The Hundred Thousand Kingdoms
by N.K. Jemisin
Yeine is unexpectedly named heiress to the king after her disowned mother’s untimely death. At the palace, she is caught in the middle of a power struggle with the two other potential heirs along with the many gods imprisoned there.
Books about gods generally don’t peak my interest. That’s not to say I don’t enjoy them, I just don’t feel drawn to them to even pick them up and give them a try. Recently, however, I have been trying to read things I would normally pass up based on some inkling that I might not love them even though I’m drawn to them. Ridiculous, I know. I’m working on it, lest I get caught in one sub-genre again and read myself into a rut or pass up so many books I never pick one up and actually read it. I happened upon this book while wandering aimlessly around the library. And I’m so glad I did. I had looked at it before and passed on it, but I went back to it and enjoyed it a lot.
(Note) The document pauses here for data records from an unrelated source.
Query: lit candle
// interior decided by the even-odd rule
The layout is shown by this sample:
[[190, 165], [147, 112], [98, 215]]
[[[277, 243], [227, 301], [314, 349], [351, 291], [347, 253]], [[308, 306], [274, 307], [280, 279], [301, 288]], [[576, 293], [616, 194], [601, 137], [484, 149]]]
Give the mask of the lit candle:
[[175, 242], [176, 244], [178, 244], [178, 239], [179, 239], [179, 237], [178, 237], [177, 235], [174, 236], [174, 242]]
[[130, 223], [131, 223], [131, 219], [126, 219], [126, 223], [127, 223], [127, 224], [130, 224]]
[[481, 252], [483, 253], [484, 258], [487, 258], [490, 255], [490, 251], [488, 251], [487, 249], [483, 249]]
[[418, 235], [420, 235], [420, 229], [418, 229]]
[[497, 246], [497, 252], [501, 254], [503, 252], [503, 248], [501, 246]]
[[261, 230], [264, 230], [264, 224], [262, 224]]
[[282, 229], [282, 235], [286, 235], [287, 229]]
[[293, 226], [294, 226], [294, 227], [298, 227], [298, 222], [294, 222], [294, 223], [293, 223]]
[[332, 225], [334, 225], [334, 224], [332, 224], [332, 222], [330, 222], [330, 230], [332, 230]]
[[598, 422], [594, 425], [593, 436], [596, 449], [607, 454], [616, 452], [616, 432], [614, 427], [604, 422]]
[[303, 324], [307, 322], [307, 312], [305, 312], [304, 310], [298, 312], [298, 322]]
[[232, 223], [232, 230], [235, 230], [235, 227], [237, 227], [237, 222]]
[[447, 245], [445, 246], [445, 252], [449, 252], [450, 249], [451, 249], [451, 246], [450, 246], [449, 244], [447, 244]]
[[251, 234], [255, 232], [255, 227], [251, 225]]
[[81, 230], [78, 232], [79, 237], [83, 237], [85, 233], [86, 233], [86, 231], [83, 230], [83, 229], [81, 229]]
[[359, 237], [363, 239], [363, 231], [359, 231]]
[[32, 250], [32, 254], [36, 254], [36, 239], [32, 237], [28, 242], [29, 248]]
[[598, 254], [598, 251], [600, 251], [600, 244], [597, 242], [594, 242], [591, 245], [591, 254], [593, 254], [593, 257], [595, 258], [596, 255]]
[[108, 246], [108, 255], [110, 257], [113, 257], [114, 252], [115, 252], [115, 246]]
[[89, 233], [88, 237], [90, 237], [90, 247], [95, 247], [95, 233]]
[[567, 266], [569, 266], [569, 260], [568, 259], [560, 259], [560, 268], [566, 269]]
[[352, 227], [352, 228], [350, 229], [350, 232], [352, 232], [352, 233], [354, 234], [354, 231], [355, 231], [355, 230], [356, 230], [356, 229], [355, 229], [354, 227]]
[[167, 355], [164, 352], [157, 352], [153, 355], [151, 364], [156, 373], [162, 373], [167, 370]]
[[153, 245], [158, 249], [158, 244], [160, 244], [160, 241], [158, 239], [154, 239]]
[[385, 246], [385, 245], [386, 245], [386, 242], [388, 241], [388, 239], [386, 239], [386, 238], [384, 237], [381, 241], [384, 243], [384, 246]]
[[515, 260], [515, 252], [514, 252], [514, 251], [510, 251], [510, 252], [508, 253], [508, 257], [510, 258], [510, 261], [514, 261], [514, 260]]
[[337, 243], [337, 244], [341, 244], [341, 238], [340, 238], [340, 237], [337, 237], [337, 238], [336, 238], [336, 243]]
The world has the familiarity of the creation of the world, of humans, the balance of light and dark and everything in between. But the story takes place after that balance is disrupted. Yeine finds herself in a position of great responsibility and little control. The family she never knew places her in the center of a power struggle, the gods hope she can help them return to their full powers, all while she searches for answers to her mother’s death. The world and the characters were so fully developed and the plot was substantial with every characters’ individual motives, but all of them were connected. So glad I picked this one up finally. I’m already in the middle of the second book, and I intend to pick up the third as soon as I’m finished.